A razão do vencedor ou aviso à esquerda

O que importa compreender não é como foi que a esquerda perdeu, mas como foi que a direita ganhou.

A experiência impossível

Se a experiência é tudo porque é que o meu cão não aprende a falar por mais que eu o ensine?

Recomeçar

- Então este blog acabou?
- Não sei. Parece que sim. Mas ainda cá está.
- Podias sempre apagá-lo. Como fizeste aos outros, lembras-te? Ou já perdeste o jeito?
- Não seria muito lógico apagar um blog que se chama "tudo o que não apaguei".
- É verdade.
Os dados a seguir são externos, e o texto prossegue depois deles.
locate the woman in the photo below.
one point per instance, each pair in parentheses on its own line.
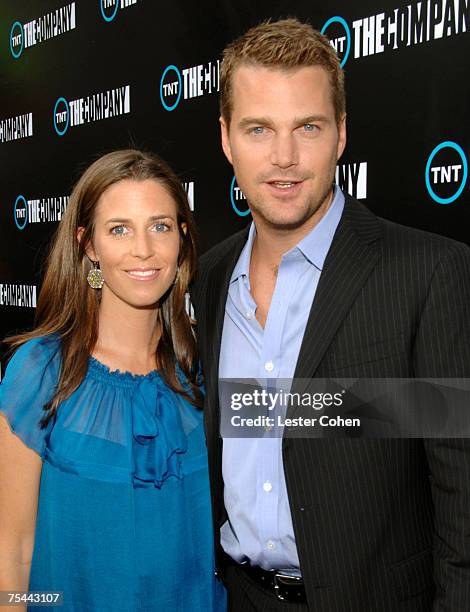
(104,490)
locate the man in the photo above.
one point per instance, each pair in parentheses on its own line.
(318,286)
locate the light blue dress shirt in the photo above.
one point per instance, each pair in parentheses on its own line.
(259,528)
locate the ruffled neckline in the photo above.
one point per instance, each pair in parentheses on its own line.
(103,371)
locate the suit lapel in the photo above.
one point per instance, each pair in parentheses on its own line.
(217,290)
(350,260)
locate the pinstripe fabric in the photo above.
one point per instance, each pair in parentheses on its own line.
(379,524)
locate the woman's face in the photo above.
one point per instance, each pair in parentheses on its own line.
(136,242)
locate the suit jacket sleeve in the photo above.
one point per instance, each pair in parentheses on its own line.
(442,350)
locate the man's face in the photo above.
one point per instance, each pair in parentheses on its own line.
(283,142)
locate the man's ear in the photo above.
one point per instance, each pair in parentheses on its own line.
(224,128)
(341,136)
(89,250)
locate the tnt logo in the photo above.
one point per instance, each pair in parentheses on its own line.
(20,212)
(339,34)
(16,39)
(237,198)
(171,86)
(109,9)
(61,116)
(446,172)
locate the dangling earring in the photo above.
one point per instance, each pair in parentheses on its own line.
(95,277)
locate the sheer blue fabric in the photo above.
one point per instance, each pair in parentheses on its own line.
(124,520)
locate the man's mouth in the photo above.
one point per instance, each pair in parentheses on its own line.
(284,185)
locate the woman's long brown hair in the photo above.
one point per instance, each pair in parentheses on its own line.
(68,307)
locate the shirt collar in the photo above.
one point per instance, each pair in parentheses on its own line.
(314,247)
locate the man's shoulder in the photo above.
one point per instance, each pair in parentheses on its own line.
(401,238)
(221,250)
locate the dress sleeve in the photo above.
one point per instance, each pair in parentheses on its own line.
(29,383)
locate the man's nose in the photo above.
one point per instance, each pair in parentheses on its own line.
(284,150)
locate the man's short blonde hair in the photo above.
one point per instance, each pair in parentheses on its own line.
(286,44)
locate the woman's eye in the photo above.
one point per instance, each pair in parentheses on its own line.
(119,230)
(161,227)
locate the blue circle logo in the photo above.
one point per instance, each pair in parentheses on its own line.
(20,212)
(448,144)
(65,116)
(108,18)
(343,23)
(171,89)
(15,37)
(233,198)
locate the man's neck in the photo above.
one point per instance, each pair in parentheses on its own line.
(271,243)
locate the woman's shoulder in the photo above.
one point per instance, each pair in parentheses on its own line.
(28,385)
(36,353)
(33,358)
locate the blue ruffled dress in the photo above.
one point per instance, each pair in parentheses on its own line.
(124,519)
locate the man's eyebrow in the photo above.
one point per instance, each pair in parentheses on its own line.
(248,121)
(311,119)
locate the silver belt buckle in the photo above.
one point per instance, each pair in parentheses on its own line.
(285,579)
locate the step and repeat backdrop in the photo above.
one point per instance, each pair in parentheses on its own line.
(79,79)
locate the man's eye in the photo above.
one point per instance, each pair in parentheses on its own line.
(119,230)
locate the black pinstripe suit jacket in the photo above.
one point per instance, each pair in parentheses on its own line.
(380,525)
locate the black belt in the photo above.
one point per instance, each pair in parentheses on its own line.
(284,586)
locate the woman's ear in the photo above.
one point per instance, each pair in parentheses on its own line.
(89,250)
Mas a morada é "delete this blog and all entries".
- Mas agora já não preciso de apagar blogs.
- Porque é que apagaste os outros?
- Não sei ao certo. Talvez quisesse nascer de novo.
- Não é na blogosfera que se nasce de novo, suponho. E mesmo que aqui nascesses de novo seria sempre um nascimento virtual. Isto não é o mundo real.
- Não, pois não. Se calhar foi por isso que apaguei os outros blogs. Porque começava a confundir o virtual com o real.
- Deve ser uma forma qualquer de loucura essa confusão.
- Sim, deve ser. E achas que há cura?
- Há sempre cura para quem se quer curar.
- Nem sempre.
- Quase sempre.
- Há males que não têm cura.
- Não há mal que sempre dure, ouvi eu sempre dizer.
- Nem bem que nunca acabe.
- As coisas são o que são.
- Estamos bonitos! Não achas esta conversa um pouco tola?
- A culpa é tua.
- Porquê?
- Porque eu não existo.
- E eu existo?
- Até prova em contrário, parece que sim.